Here's what you need to do:

  1. Download DIYHarappaWorld files and unzip them.
  2. Download DIYDodecad v2.1 (File->Download).
  3. Unpack DIYDodecad2.1.rar by using 7-zip, WinRAR, or Linux rar/unrar command.
  4. Start R and change the working directory to where you have the DIY files.
  5. Enter the following command in R:
    source('standardize.r')
  6. If you have your 23andme raw data, run the following command in R:
    standardize('genome_john_doe.txt', company='23andMe')

    where genome_john_doe.txt is the filename for your raw data file.

  7. If you have your FTDNA Family Finder data in a file named johndoe.csv, run the following in R:
    standardize('johndoe.csv', company='ftdna')
  8. From your operating system command prompt, run the appropriate command:
    DIYDodecadWin harappaworld.par
    ./DIYDodecadLinux32 harappaworld.par
    ./DIYDodecadLinux64 harappaworld.par
  9. The program will start computing the admixture percentages. It took about 5-10 minutes on my computer.
  10. The best way to understand your results is to compare them with other populations and individuals. Do not take the component names seriously. They do not represent true ancestral populations.

You can also edit the harappaworld.par file's last line to one of genomewide/bychr/byseg/target to calculate the admixture percentages for the whole genome, by chromosome, by segment or target region respectively. Do note that the last three will have larger noise.

UPDATE: I should also point out that this DIY calculator will work better for those individuals whose genetic variation was included in computing the admixture model. Those belonging to a group not included at all in the set of samples I used might get somewhat odd results.

HarappaWorld Admixture

Here is a new admixture calculator.
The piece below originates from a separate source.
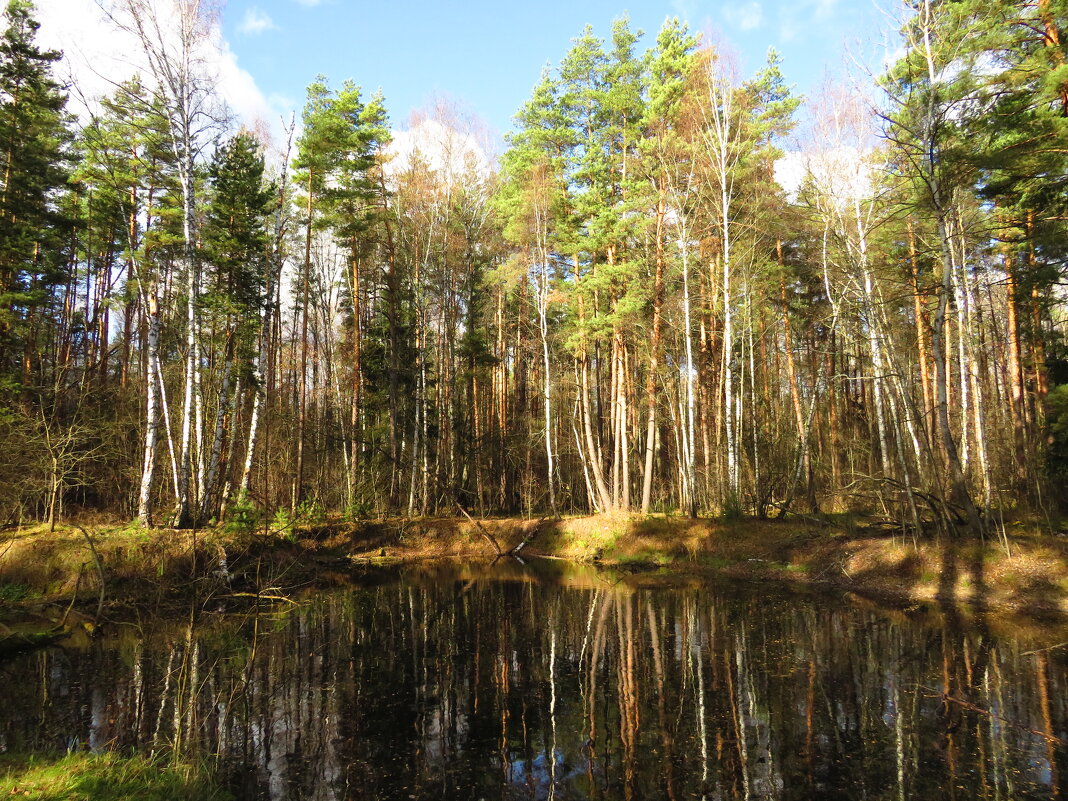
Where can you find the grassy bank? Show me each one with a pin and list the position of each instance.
(105, 776)
(47, 570)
This uses populations all over the world and I got the best results (i.e., lowest crossvalidation error) at K=16.

You can see the admixture results for different ethnic groups as well as results for individual (founder-only) project participants.

UPDATE: The population results have been calculated using weighted means.

The group results are also shown in the usual interactive bar chart below. You can click on the component labels to sort by that ancestral component.

Do note that the admixture components do not necessarily represent real ancestral populations. Also, the names I have chosen for the components should be thought of as mnemonics to ease discussion. I chose them based on which populations in my data these components peaked in. They do not tell anything directly about ancestral populations. The best way to look at these admixture results is by comparing individuals and populations.

I used about 188,173 SNPs for this run. The results for Henn2011 (181,223 SNPs for Hadza, Sandawe and San, 26,494 SNPs for other groups), Henn2012 (26,494 SNPs), Reich (48,967 SNPs) and Xing (18,986 SNPs) datasets reported above were however calculated using lower number of common SNPs. Hence caution should be exercised in interpreting those results.

You can also see the Fst distances between the ancestral components.

I should have HarappaWorldOracle and DIYHarappaWorld calculators out in the next few days.

Also, I am working on another calculator which will focus more closely on South Asia.